Uncle Sam may want you, but the IRS wants your money, and it's leaving no stone unturned in its efforts to make sure it gets every cent it's entitled to. The number of audits of individuals with incomes over $100,000 jumped 40 percent in fiscal 2004 and surpassed 221,000 in fiscal 2005, the highest figure in 10 years. Even so, the IRS announced that the number's "still too low."
Small business audits have increased as well-17,867 completed in 2005 vs 7,294 just a year earlier-and the IRS intends to audit 5,000 more S corporations. To aid the agency in its crackdown on tax dodgers, Congress recently approved a $10.7 billion IRS budget, with an increase specifically earmarked for collection, or "enforcement," activities.
So what's a taxpayer to do? No one can be completely audit-proof. After all, you're not going to change professions or reduce your income just to fly under the IRS' radar screen.
Separate business losses from personal ones
Is your side business really just a hobby in corporate clothing? Nearing retirement, a cardiologist from Philadelphia sold a bunch of gold and silver coins and declared a business loss on his tax return. "He collected coins as a hobby, not as a business venture," says certified financial planner Steven W. Kaye of American Economic Planning Group in Watchung, NJ, "so the business loss was disallowed."
Another taxpayer owned a boat and rented it out occasionally, incurring losses that he offset against his income. "He owned the boat primarily because he enjoyed it," explains former IRS special agent and tax attorney Julian Block of Larchmont, NY. He recalls a tax court ruling in which the judge noted, "A 'business' will not be turned into a 'hobby' merely because the owner finds it pleasurable; suffering has never been made a prerequisite for deductibility."
The IRS computers look for certain telltale signs that a taxpayer may be trying to pass off a hobby as a business. So think twice before filing a return with a Schedule C, "Profit or Loss from Business," that reports a net loss from a small business venture, says Frederick W. Daily, tax attorney and author of Stand Up to the IRS (Nolo, 2005). "IRS auditors go after these returns like bees to honey."

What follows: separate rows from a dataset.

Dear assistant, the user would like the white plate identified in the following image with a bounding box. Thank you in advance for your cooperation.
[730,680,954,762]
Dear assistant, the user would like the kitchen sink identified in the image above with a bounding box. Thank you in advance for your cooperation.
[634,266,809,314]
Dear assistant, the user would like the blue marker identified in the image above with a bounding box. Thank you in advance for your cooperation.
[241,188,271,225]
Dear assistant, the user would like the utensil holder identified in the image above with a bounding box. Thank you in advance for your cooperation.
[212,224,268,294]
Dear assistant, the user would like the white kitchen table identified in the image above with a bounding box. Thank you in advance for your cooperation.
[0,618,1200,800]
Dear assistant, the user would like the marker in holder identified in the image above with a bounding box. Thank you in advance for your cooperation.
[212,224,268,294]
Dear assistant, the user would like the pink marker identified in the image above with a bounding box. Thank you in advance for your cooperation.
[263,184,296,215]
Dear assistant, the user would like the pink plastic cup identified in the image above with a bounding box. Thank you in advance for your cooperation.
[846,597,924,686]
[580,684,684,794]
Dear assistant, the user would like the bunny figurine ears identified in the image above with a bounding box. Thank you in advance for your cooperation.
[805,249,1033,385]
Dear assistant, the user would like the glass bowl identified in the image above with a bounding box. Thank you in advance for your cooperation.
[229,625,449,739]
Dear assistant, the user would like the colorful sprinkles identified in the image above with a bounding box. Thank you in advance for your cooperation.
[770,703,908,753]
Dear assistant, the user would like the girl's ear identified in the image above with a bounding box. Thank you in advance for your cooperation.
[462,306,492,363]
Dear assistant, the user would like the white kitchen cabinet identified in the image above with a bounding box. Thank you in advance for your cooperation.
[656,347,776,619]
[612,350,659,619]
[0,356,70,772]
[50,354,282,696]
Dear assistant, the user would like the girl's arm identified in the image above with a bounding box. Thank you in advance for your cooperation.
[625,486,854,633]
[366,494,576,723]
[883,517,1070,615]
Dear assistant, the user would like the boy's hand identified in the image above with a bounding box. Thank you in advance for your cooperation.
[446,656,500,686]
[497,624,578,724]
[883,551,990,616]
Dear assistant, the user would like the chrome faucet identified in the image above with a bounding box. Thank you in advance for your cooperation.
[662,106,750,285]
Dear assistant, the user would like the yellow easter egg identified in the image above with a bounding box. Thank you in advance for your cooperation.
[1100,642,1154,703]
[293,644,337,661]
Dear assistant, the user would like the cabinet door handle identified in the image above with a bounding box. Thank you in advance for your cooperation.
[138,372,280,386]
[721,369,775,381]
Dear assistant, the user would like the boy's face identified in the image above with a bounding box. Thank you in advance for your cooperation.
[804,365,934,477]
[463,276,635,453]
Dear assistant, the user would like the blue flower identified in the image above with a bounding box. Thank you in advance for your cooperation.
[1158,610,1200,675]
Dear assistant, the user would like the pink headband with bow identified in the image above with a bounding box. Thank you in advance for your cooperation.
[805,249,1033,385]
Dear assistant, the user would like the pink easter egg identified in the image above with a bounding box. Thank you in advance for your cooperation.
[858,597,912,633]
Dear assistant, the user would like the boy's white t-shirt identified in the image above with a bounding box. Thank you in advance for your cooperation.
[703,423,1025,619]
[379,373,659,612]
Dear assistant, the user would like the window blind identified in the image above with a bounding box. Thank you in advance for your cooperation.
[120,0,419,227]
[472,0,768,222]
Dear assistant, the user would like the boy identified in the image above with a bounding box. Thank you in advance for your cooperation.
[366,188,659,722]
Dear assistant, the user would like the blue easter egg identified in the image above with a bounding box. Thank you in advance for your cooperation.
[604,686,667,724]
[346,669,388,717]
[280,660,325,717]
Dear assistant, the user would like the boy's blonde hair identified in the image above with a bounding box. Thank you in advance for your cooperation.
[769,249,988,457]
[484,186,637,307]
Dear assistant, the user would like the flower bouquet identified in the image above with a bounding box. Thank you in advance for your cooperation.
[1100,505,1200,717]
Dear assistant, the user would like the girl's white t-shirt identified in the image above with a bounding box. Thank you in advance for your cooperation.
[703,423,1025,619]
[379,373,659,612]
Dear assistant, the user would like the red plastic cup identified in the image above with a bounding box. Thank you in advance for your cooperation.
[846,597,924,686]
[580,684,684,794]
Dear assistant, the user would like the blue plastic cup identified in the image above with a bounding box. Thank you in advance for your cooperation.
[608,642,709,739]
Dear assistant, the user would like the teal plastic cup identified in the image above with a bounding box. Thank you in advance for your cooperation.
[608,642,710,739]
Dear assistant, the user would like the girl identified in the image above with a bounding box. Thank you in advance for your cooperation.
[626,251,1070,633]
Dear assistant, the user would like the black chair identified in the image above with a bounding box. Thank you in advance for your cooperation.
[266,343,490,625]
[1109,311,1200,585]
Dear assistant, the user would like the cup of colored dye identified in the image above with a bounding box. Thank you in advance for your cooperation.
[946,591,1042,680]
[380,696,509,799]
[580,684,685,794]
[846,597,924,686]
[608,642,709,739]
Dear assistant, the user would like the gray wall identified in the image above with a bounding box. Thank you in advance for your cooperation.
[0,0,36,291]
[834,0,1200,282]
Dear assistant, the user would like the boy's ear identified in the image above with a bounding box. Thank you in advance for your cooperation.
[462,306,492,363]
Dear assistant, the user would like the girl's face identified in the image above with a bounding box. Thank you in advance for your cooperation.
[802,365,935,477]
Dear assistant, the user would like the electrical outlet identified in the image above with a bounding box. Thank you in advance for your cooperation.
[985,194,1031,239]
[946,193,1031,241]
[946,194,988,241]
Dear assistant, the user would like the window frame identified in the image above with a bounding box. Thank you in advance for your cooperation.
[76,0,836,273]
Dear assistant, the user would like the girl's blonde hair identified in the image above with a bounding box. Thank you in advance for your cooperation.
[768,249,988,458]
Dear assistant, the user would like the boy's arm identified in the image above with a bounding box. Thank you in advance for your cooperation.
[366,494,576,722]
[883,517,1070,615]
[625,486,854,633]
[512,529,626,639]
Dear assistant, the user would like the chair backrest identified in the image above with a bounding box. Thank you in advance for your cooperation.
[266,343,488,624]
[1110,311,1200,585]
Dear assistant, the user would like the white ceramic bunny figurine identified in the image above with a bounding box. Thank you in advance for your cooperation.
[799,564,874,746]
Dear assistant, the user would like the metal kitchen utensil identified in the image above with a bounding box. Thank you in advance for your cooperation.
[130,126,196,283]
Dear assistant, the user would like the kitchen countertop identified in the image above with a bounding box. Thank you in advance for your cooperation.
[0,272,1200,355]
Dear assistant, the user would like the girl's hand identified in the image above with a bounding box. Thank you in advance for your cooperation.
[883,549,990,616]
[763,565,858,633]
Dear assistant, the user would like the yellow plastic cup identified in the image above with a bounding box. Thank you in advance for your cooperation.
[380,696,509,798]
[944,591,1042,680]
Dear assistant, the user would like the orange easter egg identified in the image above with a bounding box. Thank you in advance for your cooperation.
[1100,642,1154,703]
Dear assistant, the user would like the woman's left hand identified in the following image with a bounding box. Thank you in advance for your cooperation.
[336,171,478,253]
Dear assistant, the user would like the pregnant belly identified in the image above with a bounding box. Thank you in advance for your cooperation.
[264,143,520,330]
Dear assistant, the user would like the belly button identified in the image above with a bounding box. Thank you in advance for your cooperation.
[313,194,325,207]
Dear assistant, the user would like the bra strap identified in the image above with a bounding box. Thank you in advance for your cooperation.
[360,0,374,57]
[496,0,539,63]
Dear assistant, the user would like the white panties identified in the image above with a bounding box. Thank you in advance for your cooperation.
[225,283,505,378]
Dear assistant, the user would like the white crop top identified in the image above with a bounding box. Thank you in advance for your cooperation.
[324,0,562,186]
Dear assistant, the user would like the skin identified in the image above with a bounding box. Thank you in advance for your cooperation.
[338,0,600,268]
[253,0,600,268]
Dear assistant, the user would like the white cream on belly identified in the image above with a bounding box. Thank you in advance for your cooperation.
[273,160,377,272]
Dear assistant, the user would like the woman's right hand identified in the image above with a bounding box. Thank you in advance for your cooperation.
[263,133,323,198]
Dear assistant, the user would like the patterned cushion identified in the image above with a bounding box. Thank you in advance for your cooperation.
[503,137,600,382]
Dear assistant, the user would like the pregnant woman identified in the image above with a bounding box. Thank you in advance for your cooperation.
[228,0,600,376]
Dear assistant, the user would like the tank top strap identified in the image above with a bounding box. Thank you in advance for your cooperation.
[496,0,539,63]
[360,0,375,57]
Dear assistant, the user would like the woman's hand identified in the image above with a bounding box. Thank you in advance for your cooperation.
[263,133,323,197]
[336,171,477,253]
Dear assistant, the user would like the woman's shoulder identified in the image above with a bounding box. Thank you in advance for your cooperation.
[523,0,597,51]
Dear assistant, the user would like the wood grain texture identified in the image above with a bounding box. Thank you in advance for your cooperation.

Take-home: Don't mix work and play. Determine whether the venture's a business or a hobby by asking yourself objectively and honestly whether you entered into the activity for the purpose of making a profit. If the answer's No, then just because the venture throws off losses doesn't turn it into a business.
What-and what not-to deduct when it comes to travel
"This is probably the biggest hot spot when it comes to audit minefields," says Kaye. "The IRS targets sole proprietors and small businesses where the amount or the ratio of the deduction is way above the norm for a particular field or income bracket. A ratio that's much greater than the norm is like low-hanging fruit just waiting to be plucked."